Project Guten-Bag-of-Words

Project Gutenberg is a wonderful service providing free access to books with expired copyrights. However, very little information beyond the author and title are typically available through the site. This motivated me to use unsupervised machine learning in the form of natural language processing (NLP), dimensionality reduction, and clustering to generate genre groupings, make similar book recommendations, and visualize narrative patterns for these books.

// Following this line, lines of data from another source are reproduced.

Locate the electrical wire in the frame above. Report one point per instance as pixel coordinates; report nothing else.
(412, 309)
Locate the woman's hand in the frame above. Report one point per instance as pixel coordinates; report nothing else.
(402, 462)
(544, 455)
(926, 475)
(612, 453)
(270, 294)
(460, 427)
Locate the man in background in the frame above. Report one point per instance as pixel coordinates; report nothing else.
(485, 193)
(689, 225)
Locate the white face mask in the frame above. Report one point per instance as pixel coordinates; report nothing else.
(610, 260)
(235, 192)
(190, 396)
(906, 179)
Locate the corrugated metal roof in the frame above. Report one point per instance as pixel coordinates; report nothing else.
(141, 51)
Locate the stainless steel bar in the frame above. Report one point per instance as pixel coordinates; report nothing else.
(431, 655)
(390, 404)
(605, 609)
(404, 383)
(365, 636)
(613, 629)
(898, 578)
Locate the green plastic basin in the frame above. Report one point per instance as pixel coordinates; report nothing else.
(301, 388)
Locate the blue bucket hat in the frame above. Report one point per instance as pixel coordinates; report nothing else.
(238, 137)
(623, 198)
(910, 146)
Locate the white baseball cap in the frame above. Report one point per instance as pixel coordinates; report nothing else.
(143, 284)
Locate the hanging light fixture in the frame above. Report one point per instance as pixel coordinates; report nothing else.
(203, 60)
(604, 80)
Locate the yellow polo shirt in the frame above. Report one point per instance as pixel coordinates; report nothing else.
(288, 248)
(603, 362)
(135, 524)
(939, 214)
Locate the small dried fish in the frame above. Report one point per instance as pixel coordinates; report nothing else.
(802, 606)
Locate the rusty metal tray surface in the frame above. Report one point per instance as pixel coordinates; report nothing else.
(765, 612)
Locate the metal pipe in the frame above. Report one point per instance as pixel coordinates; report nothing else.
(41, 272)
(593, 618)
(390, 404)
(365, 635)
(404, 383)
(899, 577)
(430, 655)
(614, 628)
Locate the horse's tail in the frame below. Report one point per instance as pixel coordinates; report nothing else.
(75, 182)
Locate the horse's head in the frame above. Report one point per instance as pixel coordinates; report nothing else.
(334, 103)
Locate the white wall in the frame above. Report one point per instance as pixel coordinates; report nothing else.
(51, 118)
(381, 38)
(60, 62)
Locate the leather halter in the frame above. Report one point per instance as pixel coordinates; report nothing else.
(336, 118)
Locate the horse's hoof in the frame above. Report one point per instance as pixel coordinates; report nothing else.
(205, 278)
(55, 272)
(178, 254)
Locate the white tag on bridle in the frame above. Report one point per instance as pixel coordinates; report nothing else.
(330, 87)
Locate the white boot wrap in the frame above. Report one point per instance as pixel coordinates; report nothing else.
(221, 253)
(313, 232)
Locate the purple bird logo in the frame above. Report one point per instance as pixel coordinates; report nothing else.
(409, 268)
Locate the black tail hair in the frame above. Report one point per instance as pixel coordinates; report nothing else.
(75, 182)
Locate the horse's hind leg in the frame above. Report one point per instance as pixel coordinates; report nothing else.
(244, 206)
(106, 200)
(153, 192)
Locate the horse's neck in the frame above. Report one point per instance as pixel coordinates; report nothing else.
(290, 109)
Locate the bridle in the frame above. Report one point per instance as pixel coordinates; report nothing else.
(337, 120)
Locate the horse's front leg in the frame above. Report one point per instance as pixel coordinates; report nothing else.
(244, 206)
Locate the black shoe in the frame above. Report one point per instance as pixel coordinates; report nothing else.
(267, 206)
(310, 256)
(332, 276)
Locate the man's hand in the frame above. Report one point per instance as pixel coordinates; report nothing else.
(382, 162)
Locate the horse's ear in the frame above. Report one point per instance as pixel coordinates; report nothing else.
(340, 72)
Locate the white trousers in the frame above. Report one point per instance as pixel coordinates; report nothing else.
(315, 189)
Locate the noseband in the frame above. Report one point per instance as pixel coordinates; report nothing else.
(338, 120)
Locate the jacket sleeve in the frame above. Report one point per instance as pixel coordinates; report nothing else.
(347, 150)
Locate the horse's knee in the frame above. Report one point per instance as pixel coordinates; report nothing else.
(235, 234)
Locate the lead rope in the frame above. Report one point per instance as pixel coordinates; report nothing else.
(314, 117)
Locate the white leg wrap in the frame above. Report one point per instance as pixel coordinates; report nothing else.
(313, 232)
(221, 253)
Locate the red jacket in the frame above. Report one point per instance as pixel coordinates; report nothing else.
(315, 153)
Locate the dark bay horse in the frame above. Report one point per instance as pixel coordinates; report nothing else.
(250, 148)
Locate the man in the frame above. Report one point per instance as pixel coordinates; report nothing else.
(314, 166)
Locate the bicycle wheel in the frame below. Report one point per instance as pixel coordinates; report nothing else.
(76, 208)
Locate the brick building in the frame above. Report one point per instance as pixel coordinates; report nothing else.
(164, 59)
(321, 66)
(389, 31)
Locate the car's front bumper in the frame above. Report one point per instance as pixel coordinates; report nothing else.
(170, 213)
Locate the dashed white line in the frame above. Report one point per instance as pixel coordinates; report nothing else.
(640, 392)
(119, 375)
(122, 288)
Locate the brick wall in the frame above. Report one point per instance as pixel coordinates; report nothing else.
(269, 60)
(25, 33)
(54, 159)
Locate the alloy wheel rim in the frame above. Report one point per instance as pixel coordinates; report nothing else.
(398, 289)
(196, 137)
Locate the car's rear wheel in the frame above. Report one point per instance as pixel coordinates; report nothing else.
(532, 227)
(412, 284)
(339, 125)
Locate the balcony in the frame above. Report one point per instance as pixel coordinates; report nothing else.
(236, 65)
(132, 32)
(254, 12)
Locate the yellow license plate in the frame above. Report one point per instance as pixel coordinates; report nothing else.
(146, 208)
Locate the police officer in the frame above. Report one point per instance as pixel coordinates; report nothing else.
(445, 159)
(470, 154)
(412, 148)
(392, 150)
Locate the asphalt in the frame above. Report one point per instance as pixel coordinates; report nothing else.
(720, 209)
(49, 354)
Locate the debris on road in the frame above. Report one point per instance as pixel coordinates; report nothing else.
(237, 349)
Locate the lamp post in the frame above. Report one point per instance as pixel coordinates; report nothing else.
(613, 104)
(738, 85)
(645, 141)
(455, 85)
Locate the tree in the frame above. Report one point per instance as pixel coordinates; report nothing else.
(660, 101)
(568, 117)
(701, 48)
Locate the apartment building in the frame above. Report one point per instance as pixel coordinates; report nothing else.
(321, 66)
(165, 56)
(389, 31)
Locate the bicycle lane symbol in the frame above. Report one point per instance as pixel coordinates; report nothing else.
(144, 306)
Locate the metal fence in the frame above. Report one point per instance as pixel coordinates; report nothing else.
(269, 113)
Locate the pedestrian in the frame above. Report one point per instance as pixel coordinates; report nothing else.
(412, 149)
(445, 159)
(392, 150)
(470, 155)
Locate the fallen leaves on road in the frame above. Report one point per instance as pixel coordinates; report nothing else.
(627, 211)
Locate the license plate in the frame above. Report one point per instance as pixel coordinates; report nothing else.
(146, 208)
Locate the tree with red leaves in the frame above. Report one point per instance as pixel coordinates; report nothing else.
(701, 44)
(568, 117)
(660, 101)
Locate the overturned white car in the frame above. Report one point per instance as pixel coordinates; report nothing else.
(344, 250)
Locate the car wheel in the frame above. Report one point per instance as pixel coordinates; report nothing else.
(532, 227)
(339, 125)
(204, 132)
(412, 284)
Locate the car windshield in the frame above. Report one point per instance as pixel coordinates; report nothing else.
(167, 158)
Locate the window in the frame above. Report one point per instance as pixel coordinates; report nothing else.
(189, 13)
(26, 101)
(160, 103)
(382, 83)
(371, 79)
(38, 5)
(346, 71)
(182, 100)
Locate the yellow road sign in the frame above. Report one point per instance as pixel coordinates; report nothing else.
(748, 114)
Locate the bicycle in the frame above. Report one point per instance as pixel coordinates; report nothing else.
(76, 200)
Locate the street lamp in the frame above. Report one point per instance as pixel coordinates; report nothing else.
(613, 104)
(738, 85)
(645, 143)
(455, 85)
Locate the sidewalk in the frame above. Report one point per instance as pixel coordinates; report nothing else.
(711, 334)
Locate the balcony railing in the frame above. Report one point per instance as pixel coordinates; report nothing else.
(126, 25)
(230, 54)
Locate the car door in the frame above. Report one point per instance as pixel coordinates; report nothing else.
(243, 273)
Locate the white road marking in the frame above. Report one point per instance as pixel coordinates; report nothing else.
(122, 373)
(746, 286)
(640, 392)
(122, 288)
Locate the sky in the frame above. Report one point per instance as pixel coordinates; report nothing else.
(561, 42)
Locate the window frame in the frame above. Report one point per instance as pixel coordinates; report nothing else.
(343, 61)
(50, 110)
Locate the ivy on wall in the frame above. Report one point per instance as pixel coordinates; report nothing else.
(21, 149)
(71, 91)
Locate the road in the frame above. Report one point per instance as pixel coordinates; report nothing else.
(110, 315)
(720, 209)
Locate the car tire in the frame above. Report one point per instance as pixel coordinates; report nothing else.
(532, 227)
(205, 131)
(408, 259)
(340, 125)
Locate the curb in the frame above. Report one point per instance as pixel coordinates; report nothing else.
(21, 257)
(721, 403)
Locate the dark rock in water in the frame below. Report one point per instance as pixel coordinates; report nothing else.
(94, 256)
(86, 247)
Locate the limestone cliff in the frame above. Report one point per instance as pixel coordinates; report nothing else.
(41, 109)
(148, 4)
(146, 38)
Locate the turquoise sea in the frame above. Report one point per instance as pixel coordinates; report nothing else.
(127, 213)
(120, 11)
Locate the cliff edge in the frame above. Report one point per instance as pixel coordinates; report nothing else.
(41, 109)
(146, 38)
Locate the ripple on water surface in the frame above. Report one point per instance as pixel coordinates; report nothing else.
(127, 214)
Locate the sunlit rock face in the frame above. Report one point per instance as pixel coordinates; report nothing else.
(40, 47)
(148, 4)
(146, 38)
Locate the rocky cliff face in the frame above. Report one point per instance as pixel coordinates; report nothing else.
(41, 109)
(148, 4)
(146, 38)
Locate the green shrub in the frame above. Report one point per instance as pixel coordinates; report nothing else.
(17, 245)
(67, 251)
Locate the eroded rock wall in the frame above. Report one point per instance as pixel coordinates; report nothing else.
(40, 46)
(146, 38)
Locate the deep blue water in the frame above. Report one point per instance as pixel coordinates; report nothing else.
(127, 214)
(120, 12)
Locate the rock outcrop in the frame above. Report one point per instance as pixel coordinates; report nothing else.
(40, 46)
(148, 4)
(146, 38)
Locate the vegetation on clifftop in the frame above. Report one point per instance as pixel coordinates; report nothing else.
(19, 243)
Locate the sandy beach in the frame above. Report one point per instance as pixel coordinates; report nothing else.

I made a dash app that performs several functions using the Project Gutenberg books:

Suggests 5 books in the same subgenre
Gives you words that are associated with that subgenre (loosely; it’s based on that maximum topic in the cluster, whereas a cluster is a more direct approximation of subgenre)
Shows a sentiment trajectory of the narrative, which is an approximation of Vonnegut’s story arcs (actually an older idea that was further popularized by Vonnegut)
Shows topic change over the course of the narrative and gives a “complexity” score based on the cosine distances between these topics

During the topic modeling for the app, here are some different things I tried and their effects:

Dealing with contractions:
- I found it odd and concerning to get “‘t” in my vocab list, so I expanded contractions with a dictionary.
Lemmatization vs not:
- Lemmatization works well for both topic modeling and sentiment analysis
- I found stemming too aggressive, so I didn’t play with it much. If that was a big mistake, dear reader, please let me know.
Countvectorizer vs TF-IDF:
- I had better luck with TF-IDF, because it weights less common words more heavily.
Maxdf vs stopwords:
- I found that when I compared assigning stop words vs updating maxdf to be a bit stricter, those words were removed by maxdf anyway.
- For me, the take home message is that it’s easier, more effective, and more efficient to play with maxdf than to try adding a bunch of specific stop words.
LDA vs NMF:
- When reading about these two topic modeling methods in papers, it seems that LDA would work better, since it’s basically just NMF with the Dirichlet prior.
- That said, I tried both and had better luck with NMF.
- It’s not an apples to apples comparison, in truth, however, since LDA assumes
Number of topics
- My original intuition was to bloat up the number of topics to a really high number (~100) to give clustering some serious granularity to deal with.
- I found that this was a bit too much, however. Once you get to really high dimensionality, everything seems equally (super far) away.
- Instead, after trying a few topic numbers, it seems that around 25 topics was roughly ideal both for comparing books and for comparing sentences within books.
Number of clusters
- This one was a bit less optimized, but I went with 20 clusters. I think a bit fewer would work better to define sub-genres for Sci-Fi and Fantasy novels, but more is probably better once I eventually bring in all of the books on Gutenberg (>57000 English books).
Different clustering types (Kmeans vs spectral)
- I was surprised to get better performance out of Kmeans clustering than Spectral clustering, since spectral clustering is more flexible with respect to the patterns that it can cluster.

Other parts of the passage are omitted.